-->

Antara Islam, Perempuan dan Kemiskinan

Oleh : Rifdatun Aliyah 

Perempuan. Sebuah kata yang tak pernah habis jika dibahas. Dialah salah satu sosok penting dalam membangun bangsa. Sebab, melalui rahim perempuan lah para pemimpin bangsa dilahirkan. Namun, bagaimana nasib perempuan pada saat ini? Akankah ia berdiam diri dirumah saja sembari mendidik anak-anak mereka menjadi generasi hebat? 

Sayangnya, perempuan saat ini bisa dikatakan mengalami disposisi. Perempuan dengan fitrah keibuan justru menjadi salah satu korban sistem kapitalisme. Tingginya biaya hidup dan kurangnya mendapatkan jaminan hidup membuat perempuan turut andil dalam perekonomian keluarga bahkan negara. Banyak perempuan khususnya kalangan ibu yang mau tidak mau harus bekerja diluar rumah sehingga sedikit atau banyak mengorbankan bahkan abai terhadap anak-anak dan keluarganya.

Di Kabupaten Lombok Timur, misalnya. Ratusan anak terpaksa terlantar tidak diasuh orang tuanya lantaran orang tua mereka menjadi TKI. "Kita tidak bisa membayangkan kalau kemudian satu desa rata-rata sekitar 300 anak dan di Kabupaten Lombok Timur ada sekitar 250 desa berapa jumlah keseluruhan," kata Suharti, direktur Yayasan Tunas Alam Indonesia, yang melakukan pendampingan anak-anak buruh migran di kabupaten itu (www.bbc.com/06/03/2017).

Sayangnya, angka perempuan yang menjadi pekerja tetap tinggi hingga tahun ini. Memang sangat menyedihkan jika masa anak-anak yang seharusnya di isi dengan pendidikan terbaik oleh seorang ibu harus tergadaikan dengan yang lain. Lantas, jika sudah seperti ini, siapakah yang harus disalahkan? Apakah tidak ada solusi lain? Bagaimana pandangan Islam dalam hal ini? 

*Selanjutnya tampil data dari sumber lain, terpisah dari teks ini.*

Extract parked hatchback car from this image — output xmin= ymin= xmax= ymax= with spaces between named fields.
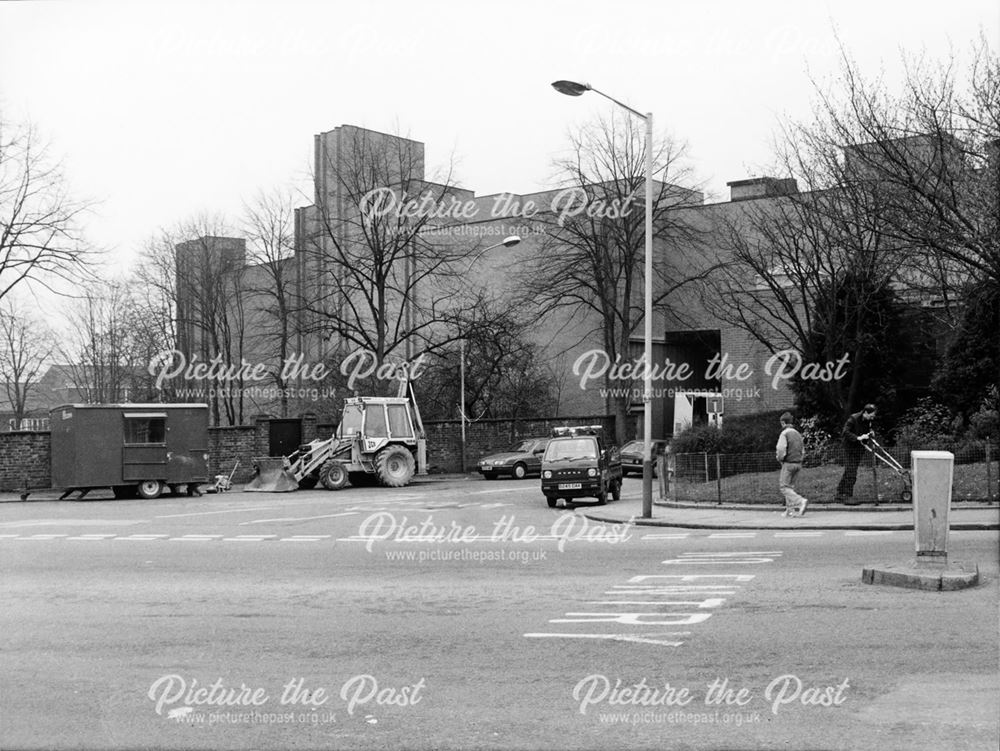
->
xmin=622 ymin=439 xmax=670 ymax=477
xmin=477 ymin=438 xmax=549 ymax=480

Tak dapat dipungkiri bahwa sistem ekonomi kapitalis saat ini telah membuka jalan lebar bagi perempuan untuk turut andil dalam memajukan perekonomian negara. Gaji yang murah, jam kerja tinggi, mampu bersaing dengan laki-laki menjadi alasan bagi sistem ini untuk memasukkan perempuan dalam laju perekonomian. Belum lagi pemahaman kesetaraan gender yang dihembuskan membuat sebagian perempuan merasa bangga jika mereka mampu menghasilkan materi. Sehingga, perempuan yang hanya diam dirumah justru dianggap tidak berguna dan tidak memiliki nilai lebih ditengah-tengah masyarakat. 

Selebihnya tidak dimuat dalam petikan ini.